As of this evening, you can add the NY State Thruway Authority to that list of entities presiding over failed bond offerings. Meanwhile, Spitzer has given Wall Street an ultimatum. (I wonder if they’re still scared of him?)

Updated: Somewhat off topic, here’s an op-ed by Gov. Spitzer on the federal government’s role in predatory lending appeared today in the Washington Post.

Updated again: Back on topic, the NYT’s Paul Krugman explains about these particular bonds,

    These securities seemed like a good deal for borrowers despite the fact that they contain a penalty clause: if an auction fails, the interest rate the borrower pays jumps up. (The Port Authority, which had a failed auction last week, just saw the interest rate it pays leap from 4.3 percent to 20 percent.) You see, there weren’t ever supposed to be failed auctions, so the penalties weren’t supposed to be relevant.

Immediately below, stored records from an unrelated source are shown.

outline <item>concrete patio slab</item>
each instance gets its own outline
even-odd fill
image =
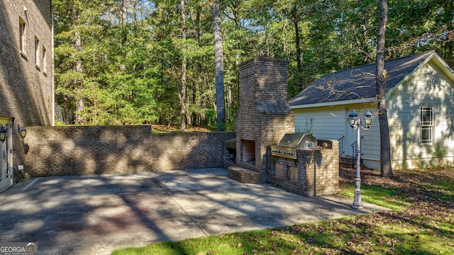
[[[42,254],[109,254],[167,240],[291,225],[387,209],[245,184],[224,169],[36,178],[0,194],[0,242]]]

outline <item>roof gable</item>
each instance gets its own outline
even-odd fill
[[[414,71],[436,55],[435,50],[385,61],[385,90],[402,84]],[[375,64],[325,74],[289,101],[290,106],[315,103],[343,103],[375,98]],[[292,107],[294,108],[294,107]]]

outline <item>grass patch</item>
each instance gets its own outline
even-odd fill
[[[382,178],[365,171],[362,200],[390,212],[165,242],[112,254],[452,254],[453,172],[402,171]],[[340,193],[353,197],[354,186],[340,184]]]
[[[340,184],[340,194],[350,198],[355,197],[355,186],[351,184]],[[387,208],[401,211],[404,206],[411,205],[406,200],[405,196],[398,196],[397,188],[384,188],[371,185],[361,186],[361,199]]]

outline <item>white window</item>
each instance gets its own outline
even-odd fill
[[[421,143],[433,144],[433,106],[419,108],[421,125]]]
[[[36,67],[40,67],[40,40],[35,36],[35,65]]]
[[[19,47],[21,53],[26,54],[26,22],[19,17]]]

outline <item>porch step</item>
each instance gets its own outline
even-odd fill
[[[356,159],[353,156],[339,156],[339,164],[345,167],[356,167]],[[362,159],[361,159],[361,166],[362,166]]]
[[[245,168],[234,166],[227,169],[228,178],[243,183],[258,183],[260,173]]]

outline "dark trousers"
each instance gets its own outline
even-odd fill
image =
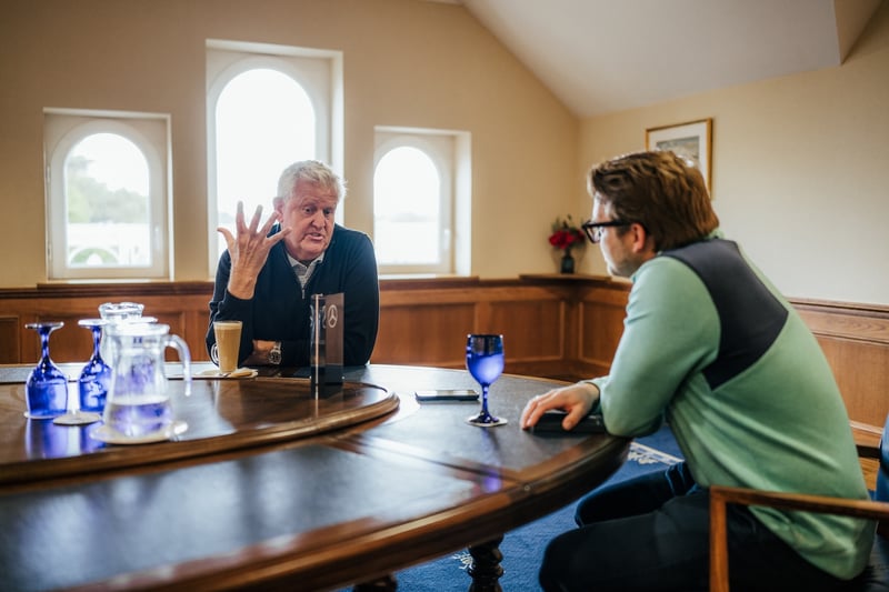
[[[540,568],[547,592],[707,590],[710,495],[685,463],[615,485],[580,501],[579,528],[553,539]],[[728,508],[732,591],[841,590],[747,508]]]

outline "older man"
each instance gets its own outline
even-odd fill
[[[260,227],[262,208],[246,223],[238,204],[234,233],[218,231],[228,249],[219,260],[207,348],[213,321],[242,321],[239,363],[309,364],[310,299],[343,292],[343,364],[370,360],[379,325],[377,260],[370,239],[333,222],[346,194],[326,164],[291,164],[278,181],[274,212]]]

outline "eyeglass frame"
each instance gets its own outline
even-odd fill
[[[592,220],[587,220],[580,224],[580,228],[583,229],[583,233],[592,244],[598,244],[602,240],[602,231],[606,228],[629,227],[635,223],[636,222],[628,220],[609,220],[607,222],[593,222]]]

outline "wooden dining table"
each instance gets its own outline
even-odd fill
[[[77,393],[78,368],[69,374]],[[167,363],[171,439],[110,444],[101,422],[29,420],[27,365],[0,367],[0,590],[331,590],[469,549],[497,590],[503,533],[606,480],[629,440],[536,434],[521,410],[559,381],[502,375],[506,425],[466,419],[468,372],[370,364],[319,391],[296,369],[207,378]],[[541,552],[542,544],[541,541]]]

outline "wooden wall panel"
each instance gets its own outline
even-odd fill
[[[475,318],[472,303],[382,307],[371,362],[459,368]]]
[[[565,380],[606,374],[620,335],[630,284],[583,275],[515,280],[381,280],[380,333],[373,363],[463,368],[466,335],[506,338],[507,372]],[[61,320],[50,338],[57,362],[86,362],[92,351],[78,320],[102,302],[136,301],[182,337],[193,360],[208,360],[204,334],[211,282],[47,284],[0,290],[0,363],[36,363],[36,320]],[[889,307],[792,300],[837,377],[850,419],[879,432],[889,413]],[[176,360],[174,351],[168,360]]]
[[[558,362],[566,355],[566,303],[496,302],[483,332],[502,333],[512,362]]]
[[[14,364],[19,361],[23,327],[18,315],[0,315],[0,364]]]

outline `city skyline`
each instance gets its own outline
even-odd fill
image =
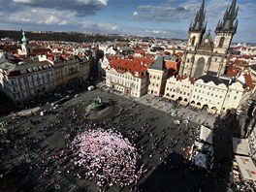
[[[208,29],[215,30],[231,3],[206,0]],[[187,39],[201,4],[202,0],[0,0],[0,27]],[[256,2],[238,0],[238,5],[239,27],[233,42],[256,43]]]

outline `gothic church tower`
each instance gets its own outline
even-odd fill
[[[205,35],[207,26],[205,0],[203,0],[189,27],[187,47],[179,68],[180,76],[198,79],[204,75],[224,74],[228,49],[238,27],[236,18],[239,9],[236,4],[237,0],[233,0],[231,6],[227,8],[223,21],[217,24],[215,39],[212,41],[210,32]]]

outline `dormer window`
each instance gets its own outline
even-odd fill
[[[218,48],[222,48],[223,47],[224,41],[225,41],[225,38],[224,37],[221,37],[220,40],[219,40]]]

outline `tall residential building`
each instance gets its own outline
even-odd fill
[[[43,97],[54,87],[53,64],[49,61],[0,63],[0,89],[17,107]]]
[[[106,68],[106,85],[134,97],[146,93],[148,84],[147,67],[154,60],[133,57],[115,59]]]
[[[164,56],[158,56],[156,61],[147,69],[149,74],[148,94],[162,96],[164,94],[168,70]]]
[[[204,75],[221,76],[225,73],[227,54],[233,36],[238,28],[237,0],[227,8],[223,20],[215,29],[215,39],[210,32],[206,34],[205,0],[189,27],[188,42],[179,75],[198,79]]]

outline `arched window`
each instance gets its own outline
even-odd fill
[[[223,47],[224,41],[225,41],[224,37],[220,38],[218,48],[222,48]]]
[[[191,40],[191,46],[194,46],[195,45],[195,41],[196,41],[196,37],[194,36]]]

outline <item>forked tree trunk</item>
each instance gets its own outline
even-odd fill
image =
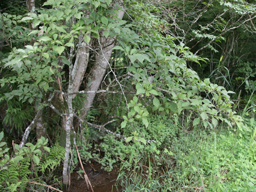
[[[90,34],[89,35],[90,35]],[[77,52],[76,61],[75,61],[74,67],[76,67],[76,69],[73,70],[74,74],[72,74],[72,76],[74,77],[73,93],[77,92],[79,91],[89,60],[89,45],[83,40],[83,35],[80,35],[79,38],[81,43],[79,43],[80,45],[78,46],[79,46],[81,48]],[[76,65],[76,62],[77,62],[77,65]],[[75,94],[73,94],[73,98],[74,99],[75,96]]]
[[[124,11],[121,10],[118,12],[118,18],[122,19],[124,15]],[[79,37],[81,48],[77,53],[76,61],[72,65],[71,61],[70,61],[69,66],[69,80],[68,89],[67,91],[68,99],[67,103],[68,106],[68,116],[66,121],[64,121],[65,124],[65,130],[66,133],[65,157],[63,166],[63,183],[68,183],[68,162],[69,159],[69,150],[70,149],[70,131],[73,128],[73,109],[72,107],[73,99],[75,94],[71,94],[79,91],[81,83],[84,77],[84,73],[87,68],[89,58],[89,46],[84,42],[81,41],[83,38]],[[113,38],[107,38],[101,35],[99,40],[99,44],[101,46],[100,52],[96,56],[95,63],[91,70],[92,83],[87,89],[87,91],[97,91],[101,83],[103,77],[107,69],[109,68],[109,61],[111,57],[112,49],[115,46],[114,43],[115,37]],[[87,114],[89,110],[87,107],[90,106],[93,101],[95,97],[95,93],[87,94],[86,95],[86,102],[83,106],[85,107],[85,110],[83,111],[83,116]]]
[[[118,11],[118,15],[117,18],[122,19],[124,16],[124,11],[120,10]],[[95,62],[94,65],[90,71],[91,74],[90,77],[92,79],[91,84],[89,86],[86,91],[98,91],[104,75],[106,74],[107,69],[109,67],[109,60],[111,57],[111,53],[112,53],[112,49],[115,46],[115,39],[116,37],[113,38],[106,38],[103,35],[100,35],[100,43],[101,46],[101,49],[98,54],[95,57]],[[92,106],[94,99],[96,93],[86,93],[86,100],[84,102],[84,110],[82,114],[82,117],[86,116],[87,113],[89,111],[90,107]]]

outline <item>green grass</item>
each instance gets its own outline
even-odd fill
[[[181,131],[169,140],[161,138],[164,141],[155,152],[137,152],[137,157],[132,157],[137,161],[124,163],[118,184],[127,192],[255,191],[256,132],[252,123],[250,132],[239,134],[227,129],[211,132],[197,129]],[[164,148],[170,153],[163,153]]]

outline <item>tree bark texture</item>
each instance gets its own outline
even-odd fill
[[[82,40],[82,38],[83,38],[83,36],[81,35],[79,41],[82,43],[81,47],[77,52],[74,65],[74,68],[76,68],[76,69],[74,69],[74,74],[72,74],[74,77],[73,92],[77,92],[79,91],[89,60],[89,45]],[[76,94],[73,94],[73,98],[74,99],[75,96]]]
[[[122,19],[124,14],[124,10],[119,10],[117,18]],[[99,54],[96,55],[95,62],[91,69],[90,74],[91,75],[90,77],[92,79],[92,83],[87,87],[86,91],[97,91],[99,89],[107,69],[109,68],[109,61],[111,57],[112,49],[115,46],[115,43],[114,43],[115,38],[116,37],[109,38],[106,38],[102,35],[100,36],[99,41],[102,49]],[[95,92],[86,94],[86,100],[84,102],[85,109],[82,114],[82,117],[86,116],[90,109],[90,107],[92,105],[95,94]]]

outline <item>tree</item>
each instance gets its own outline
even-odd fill
[[[223,121],[241,127],[240,117],[231,109],[233,103],[228,94],[232,92],[209,79],[201,81],[187,67],[187,61],[206,61],[182,42],[175,44],[176,38],[167,30],[163,30],[169,25],[156,15],[161,11],[159,7],[136,1],[111,0],[49,0],[43,5],[45,9],[22,18],[2,15],[3,29],[32,23],[33,28],[26,31],[35,42],[11,47],[2,61],[12,74],[0,80],[1,86],[8,90],[1,94],[0,101],[15,99],[31,107],[38,106],[20,147],[44,111],[51,110],[62,118],[61,126],[66,133],[63,183],[68,182],[69,151],[71,143],[75,143],[71,138],[75,138],[72,135],[76,134],[76,125],[86,124],[127,142],[150,142],[106,128],[116,121],[115,117],[101,125],[86,121],[97,93],[122,95],[125,106],[122,117],[119,117],[122,129],[134,121],[142,121],[147,127],[149,113],[156,111],[171,117],[189,113],[193,126],[213,127]],[[7,36],[5,31],[3,34]],[[10,44],[9,38],[4,39]],[[106,89],[99,89],[103,80]],[[82,105],[75,104],[81,100]]]

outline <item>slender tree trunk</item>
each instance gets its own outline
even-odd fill
[[[36,124],[36,138],[40,139],[42,136],[45,138],[46,137],[45,124],[43,119],[43,110],[39,111],[39,117]]]
[[[74,67],[75,69],[75,67]],[[72,74],[75,74],[74,71],[73,65],[70,63],[69,65],[69,79],[68,83],[68,93],[71,93],[73,90],[73,77]],[[67,116],[67,121],[65,125],[66,130],[66,148],[65,148],[65,156],[64,163],[63,164],[63,184],[68,184],[69,179],[68,162],[69,161],[69,151],[70,150],[70,132],[73,127],[73,122],[74,117],[74,111],[72,106],[73,96],[71,94],[68,95],[67,101],[68,107],[68,115]]]
[[[27,9],[29,13],[35,13],[36,9],[36,0],[27,0]],[[29,28],[32,30],[35,30],[37,29],[37,27],[34,27],[33,23],[29,23]],[[34,39],[31,39],[30,44],[33,45],[35,42],[35,40]],[[35,125],[37,139],[41,138],[42,136],[44,137],[46,136],[45,124],[44,123],[42,115],[42,111],[40,110],[39,117]]]
[[[81,48],[77,52],[76,61],[75,61],[74,68],[76,67],[76,69],[74,69],[73,71],[74,72],[72,74],[74,78],[73,81],[73,92],[77,92],[79,91],[89,60],[89,45],[84,42],[83,40],[83,35],[79,35],[79,38],[81,43],[78,46]],[[76,94],[73,94],[73,98],[74,99],[75,96]]]
[[[118,12],[117,18],[122,19],[124,16],[124,11],[121,10]],[[104,75],[106,74],[107,69],[109,68],[109,61],[111,57],[112,49],[115,46],[115,39],[116,37],[113,38],[106,38],[103,35],[100,37],[100,43],[102,46],[101,51],[95,57],[95,63],[92,68],[91,69],[90,76],[92,79],[92,83],[89,86],[86,91],[98,91],[101,82],[102,81]],[[82,114],[82,117],[86,116],[90,106],[92,105],[93,100],[96,93],[86,93],[86,100],[84,102],[84,110]]]

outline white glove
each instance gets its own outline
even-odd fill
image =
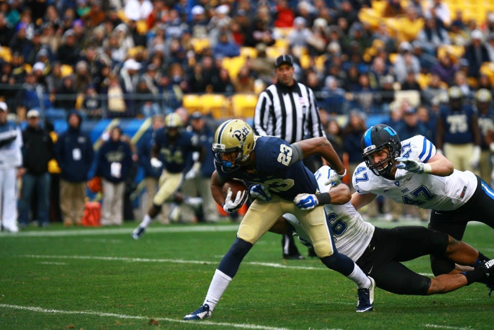
[[[161,161],[156,157],[153,157],[151,158],[151,166],[153,167],[156,167],[157,168],[163,166],[163,163],[161,162]]]
[[[251,198],[260,199],[264,202],[271,200],[271,194],[267,187],[262,184],[253,184],[249,188],[249,194]]]
[[[223,205],[223,209],[225,212],[228,213],[234,213],[244,205],[246,200],[247,199],[247,191],[238,191],[237,193],[237,197],[235,200],[232,200],[231,190],[228,188],[228,193],[226,194],[226,198],[225,199],[225,203]]]
[[[479,163],[480,162],[480,147],[474,146],[473,147],[473,152],[472,153],[472,159],[470,160],[470,165],[474,168],[479,167]]]
[[[319,205],[319,201],[313,194],[299,194],[295,196],[293,202],[297,207],[304,211],[312,209]]]
[[[185,179],[192,180],[192,179],[194,179],[198,176],[200,170],[201,163],[199,162],[196,162],[192,165],[192,167],[189,170],[189,171],[187,172],[186,174],[185,174]]]
[[[341,180],[345,177],[345,175],[346,175],[346,168],[345,169],[345,171],[343,172],[343,173],[341,175],[336,173],[335,170],[331,168],[329,170],[328,180],[327,180],[326,182],[324,183],[324,185],[329,186],[330,184],[333,187],[334,186],[337,186],[341,183]]]
[[[395,158],[395,160],[402,163],[397,165],[397,168],[403,168],[412,173],[430,173],[432,170],[429,164],[418,162],[411,158],[397,157]]]

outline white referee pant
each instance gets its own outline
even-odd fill
[[[17,169],[0,168],[0,203],[1,203],[1,225],[5,231],[17,232]]]

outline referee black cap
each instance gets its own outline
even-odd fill
[[[277,57],[275,60],[275,67],[278,68],[282,64],[288,64],[290,66],[293,66],[293,60],[291,59],[291,56],[284,54]]]

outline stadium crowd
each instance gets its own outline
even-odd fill
[[[466,141],[468,159],[455,167],[490,182],[494,6],[473,13],[455,3],[1,0],[0,100],[18,122],[33,109],[48,123],[74,111],[80,124],[165,116],[190,94],[258,94],[274,82],[274,58],[289,53],[349,173],[362,161],[370,116],[383,116],[402,140],[420,134],[436,143],[441,109],[459,100],[479,119],[467,129],[481,134]],[[224,118],[209,114],[210,129]],[[130,166],[137,147],[129,153]],[[368,215],[387,212],[382,204]],[[391,208],[393,219],[403,211]]]

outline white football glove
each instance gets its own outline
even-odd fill
[[[195,178],[199,175],[200,170],[201,163],[199,162],[196,162],[194,163],[194,165],[192,165],[192,168],[185,174],[185,179],[192,180]]]
[[[473,147],[473,152],[472,153],[472,158],[470,160],[470,165],[474,168],[479,167],[479,163],[480,162],[480,147],[475,146]]]
[[[334,186],[337,186],[341,183],[341,180],[345,177],[345,175],[346,175],[346,168],[345,168],[345,171],[343,172],[343,173],[341,175],[336,173],[335,170],[331,168],[329,170],[329,172],[328,174],[328,180],[327,180],[326,182],[324,183],[324,185],[329,186],[329,185],[331,185],[333,187]]]
[[[225,199],[225,203],[223,205],[223,209],[225,210],[225,212],[228,213],[237,212],[244,205],[246,200],[247,199],[247,190],[237,192],[235,201],[232,200],[232,190],[228,188],[228,192],[226,194],[226,198]]]
[[[269,202],[271,200],[271,194],[267,187],[262,184],[253,184],[249,188],[249,194],[250,198],[259,199],[264,202]]]
[[[297,207],[304,211],[312,209],[319,205],[319,201],[313,194],[299,194],[293,202]]]
[[[427,163],[418,162],[414,159],[407,157],[397,157],[395,158],[397,162],[401,162],[402,164],[396,165],[397,168],[406,169],[412,173],[430,173],[432,171],[431,165]]]
[[[163,163],[162,163],[161,161],[156,157],[153,157],[151,158],[151,166],[157,168],[159,168],[163,166]]]

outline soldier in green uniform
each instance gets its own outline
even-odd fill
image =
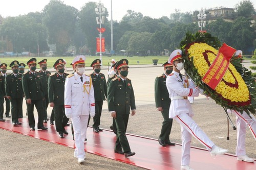
[[[108,88],[109,111],[115,118],[117,133],[114,152],[124,154],[125,158],[132,156],[132,152],[125,134],[130,108],[132,115],[136,113],[135,99],[132,82],[126,78],[128,75],[128,60],[123,59],[116,64],[115,68],[119,75],[109,83]]]
[[[24,71],[25,70],[25,67],[26,67],[26,64],[24,63],[19,63],[18,64],[18,75],[20,76],[22,76],[22,75],[24,74]],[[22,89],[23,91],[23,96],[22,99],[21,103],[20,103],[20,107],[18,109],[18,118],[23,118],[23,110],[22,109],[22,105],[23,104],[23,98],[24,97],[24,93],[23,92],[23,88]]]
[[[1,69],[1,68],[0,68]],[[0,74],[0,122],[5,122],[4,119],[4,103],[5,96],[5,78]]]
[[[59,137],[64,138],[63,134],[68,134],[65,127],[69,122],[65,113],[64,88],[66,77],[69,75],[64,72],[64,61],[62,59],[57,60],[53,67],[56,73],[49,77],[48,84],[48,96],[50,106],[53,107],[55,127]]]
[[[2,74],[3,76],[4,77],[4,80],[5,81],[5,79],[6,79],[6,76],[7,76],[7,74],[6,71],[7,71],[7,64],[6,63],[2,63],[0,65],[0,68],[2,69]],[[10,109],[11,108],[11,104],[10,100],[6,98],[6,96],[5,98],[5,116],[6,117],[11,117],[10,116]]]
[[[22,86],[27,101],[28,118],[30,129],[35,130],[35,117],[34,116],[34,106],[35,105],[38,115],[37,129],[47,130],[44,127],[44,103],[45,94],[42,87],[41,76],[39,72],[35,71],[36,59],[31,58],[27,62],[29,70],[22,77]]]
[[[170,99],[166,84],[166,77],[173,71],[173,65],[168,62],[162,65],[164,66],[164,72],[157,77],[155,81],[155,101],[157,110],[162,113],[164,119],[158,141],[160,144],[165,147],[175,144],[171,142],[169,139],[173,119],[169,118]]]
[[[116,77],[118,76],[118,71],[116,69],[115,66],[116,64],[117,63],[118,61],[116,62],[115,63],[114,63],[112,66],[111,67],[113,69],[114,71],[115,72],[115,74],[114,75],[111,75],[109,77],[109,79],[108,79],[108,82],[106,82],[106,87],[107,88],[108,88],[109,82],[112,80],[113,79],[115,79]],[[115,122],[115,119],[113,118],[113,124],[112,125],[110,126],[110,129],[111,129],[114,133],[116,134],[117,133],[117,131],[116,130],[116,122]]]
[[[100,72],[100,64],[101,61],[99,59],[96,59],[93,61],[91,66],[93,67],[94,72],[90,75],[93,81],[94,89],[94,99],[95,101],[95,115],[93,117],[93,131],[98,133],[102,130],[99,128],[100,125],[100,116],[102,110],[103,101],[106,98],[106,82],[105,76]],[[88,123],[90,121],[90,117]]]
[[[12,122],[13,126],[21,125],[18,122],[18,112],[23,100],[23,90],[22,89],[22,77],[18,72],[19,62],[17,60],[10,64],[12,72],[6,76],[5,79],[5,90],[6,98],[10,100],[11,103],[11,112]]]
[[[44,101],[44,122],[47,123],[47,108],[48,107],[49,99],[48,99],[48,79],[49,77],[51,75],[51,72],[47,69],[47,59],[45,59],[39,62],[37,64],[40,65],[40,70],[39,73],[41,76],[41,81],[42,82],[42,89],[45,94],[45,100]]]

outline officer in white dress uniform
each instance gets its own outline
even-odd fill
[[[74,157],[78,159],[79,163],[85,159],[84,141],[89,114],[91,117],[95,114],[92,79],[83,74],[85,59],[84,56],[78,56],[73,60],[76,72],[67,77],[65,91],[65,114],[72,119],[76,147]]]
[[[242,59],[242,52],[238,50],[235,53],[235,58]],[[242,59],[241,59],[242,61]],[[238,160],[248,162],[252,162],[254,160],[248,157],[245,152],[245,135],[246,133],[246,128],[248,126],[251,130],[252,136],[256,139],[256,119],[251,114],[250,116],[244,111],[243,114],[236,110],[227,109],[228,113],[236,114],[237,117],[237,143],[236,150],[236,155],[238,157]]]
[[[193,113],[187,96],[198,96],[198,88],[189,88],[187,78],[180,74],[184,67],[180,50],[174,51],[168,62],[173,65],[173,71],[166,78],[166,86],[170,103],[169,117],[181,125],[182,153],[181,169],[193,169],[189,166],[191,135],[205,145],[212,156],[222,154],[228,151],[216,146],[192,119]]]

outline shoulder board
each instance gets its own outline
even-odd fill
[[[74,76],[74,75],[72,75],[72,74],[69,75],[68,76],[67,76],[67,78],[71,78],[72,76]]]
[[[117,79],[118,79],[118,77],[116,77],[115,79],[113,79],[112,81],[115,81],[115,80],[117,80]]]

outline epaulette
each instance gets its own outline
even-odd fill
[[[74,75],[70,74],[70,75],[69,75],[68,76],[67,76],[67,78],[71,78],[72,76],[74,76]]]
[[[118,79],[118,77],[116,77],[115,79],[112,79],[112,81],[116,81],[116,80],[117,80],[117,79]]]

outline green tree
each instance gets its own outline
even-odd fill
[[[43,10],[43,21],[47,28],[48,41],[55,44],[56,54],[61,55],[72,44],[78,11],[59,0],[51,0]]]

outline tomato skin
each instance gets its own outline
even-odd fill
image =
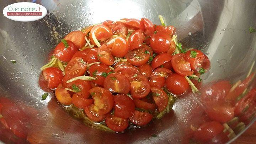
[[[86,99],[76,94],[73,95],[72,101],[75,106],[80,108],[84,108],[93,103],[93,100]]]
[[[130,79],[130,94],[133,98],[140,98],[149,94],[150,85],[147,79],[142,75]]]
[[[69,45],[68,48],[66,48],[62,42],[59,43],[54,50],[54,55],[57,58],[63,62],[69,61],[76,52],[77,52],[76,47],[72,42],[66,41]]]
[[[184,76],[175,73],[169,75],[166,80],[166,86],[168,90],[177,95],[184,94],[190,88]]]
[[[83,47],[85,43],[84,35],[81,31],[71,32],[66,36],[64,39],[66,41],[70,41],[73,42],[79,49]]]
[[[125,94],[118,94],[114,96],[114,115],[127,118],[132,116],[135,110],[135,105],[131,98]]]
[[[162,112],[168,105],[168,97],[167,94],[163,90],[158,87],[151,87],[151,91],[153,93],[153,99],[158,106],[158,111]],[[158,94],[157,95],[155,94]]]
[[[78,57],[71,59],[65,68],[65,75],[71,78],[80,76],[86,72],[87,65],[85,62],[81,62],[81,59]]]
[[[71,96],[61,84],[57,87],[55,91],[55,96],[58,101],[63,105],[69,105],[72,103]]]
[[[137,68],[140,71],[142,75],[146,78],[149,78],[153,71],[150,65],[148,64],[146,64],[140,66],[138,66]]]
[[[112,73],[106,78],[104,87],[111,92],[128,94],[130,86],[128,79],[121,74]]]
[[[166,32],[158,31],[151,37],[150,46],[156,53],[166,53],[170,49],[171,40],[171,38]]]
[[[62,71],[57,68],[48,68],[43,70],[44,80],[47,82],[47,87],[53,89],[61,82],[63,77]]]
[[[99,24],[94,26],[91,30],[89,36],[91,42],[95,46],[96,45],[92,39],[92,33],[95,34],[96,38],[101,42],[103,42],[113,36],[110,28],[104,25]]]
[[[137,30],[132,32],[128,39],[130,50],[132,50],[142,46],[144,38],[145,36],[141,30]]]
[[[152,111],[154,111],[155,109],[155,106],[154,104],[145,102],[139,99],[134,98],[133,101],[136,107]]]
[[[110,129],[117,132],[124,130],[129,126],[128,119],[111,116],[110,114],[107,115],[105,122]]]
[[[197,55],[193,58],[191,56],[192,51],[196,52]],[[200,68],[207,70],[209,68],[210,61],[208,57],[201,51],[193,49],[185,53],[186,60],[190,63],[191,69],[196,71],[198,72]]]
[[[190,64],[185,60],[185,54],[179,53],[172,57],[171,62],[174,70],[177,74],[182,76],[187,76],[193,74],[191,71]]]
[[[111,71],[109,67],[103,64],[94,64],[89,68],[88,70],[90,72],[90,76],[97,79],[92,81],[101,86],[103,86],[105,79],[105,77],[101,76],[101,74],[104,72],[108,74]]]
[[[91,105],[89,106],[84,108],[84,112],[88,117],[92,121],[96,122],[101,122],[103,121],[105,119],[105,115],[95,116],[94,114],[95,112],[93,111],[94,107],[96,106],[94,105]]]
[[[133,124],[142,126],[149,123],[152,118],[153,116],[149,113],[135,110],[133,116],[129,118],[129,120]]]
[[[114,106],[114,98],[112,94],[108,90],[100,87],[95,87],[89,91],[94,100],[98,115],[106,114],[111,111]]]
[[[193,138],[197,140],[205,142],[223,132],[224,129],[223,126],[218,122],[206,122],[194,133]]]
[[[172,56],[167,53],[159,54],[154,58],[151,63],[152,69],[154,70],[156,68],[170,62]]]

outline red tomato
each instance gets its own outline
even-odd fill
[[[168,33],[163,31],[159,31],[152,35],[150,46],[156,53],[166,53],[170,49],[171,39]]]
[[[114,57],[108,48],[103,44],[98,49],[97,56],[100,61],[107,65],[114,64]]]
[[[93,100],[86,99],[76,94],[73,95],[72,101],[75,106],[80,108],[84,108],[93,103]]]
[[[103,86],[103,83],[105,80],[104,74],[106,74],[103,73],[103,75],[102,75],[102,73],[106,73],[107,75],[108,73],[111,71],[108,66],[103,64],[94,64],[90,67],[88,70],[90,72],[90,76],[97,79],[92,81],[101,86]]]
[[[121,74],[110,74],[104,82],[104,87],[111,92],[128,94],[130,91],[130,82],[128,79]]]
[[[134,98],[133,101],[136,107],[152,111],[154,111],[155,109],[155,106],[154,105],[145,102],[142,100]]]
[[[47,87],[53,89],[60,84],[63,77],[62,71],[57,68],[51,67],[43,70],[44,80],[47,82]]]
[[[190,88],[189,84],[185,77],[175,73],[167,78],[166,86],[171,92],[177,95],[184,94]]]
[[[190,64],[185,60],[185,54],[180,53],[173,56],[171,62],[174,70],[178,74],[187,76],[193,74],[194,71],[191,71]]]
[[[149,78],[153,70],[152,68],[149,64],[146,64],[144,65],[137,67],[141,73],[142,75],[146,78]]]
[[[110,28],[102,24],[97,25],[94,26],[91,30],[89,36],[91,42],[95,46],[96,44],[92,39],[92,34],[94,33],[98,41],[103,42],[113,36]]]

Okay… if Richard Brodsky doesn’t get up on a table and bang his shoe over this, he’s missing a great opportunity in his war on the stupidity (not just the corruption) of the state authorities. Then again, isn’t everyone in Albany complicit in the state’s overreliance on borrowing? Just like our national politicians currently running for president, though, I’m sure everyone in Albany will say hoo coodanode? and refuse to address the underlying systemic fiscal foolishness in our state and country.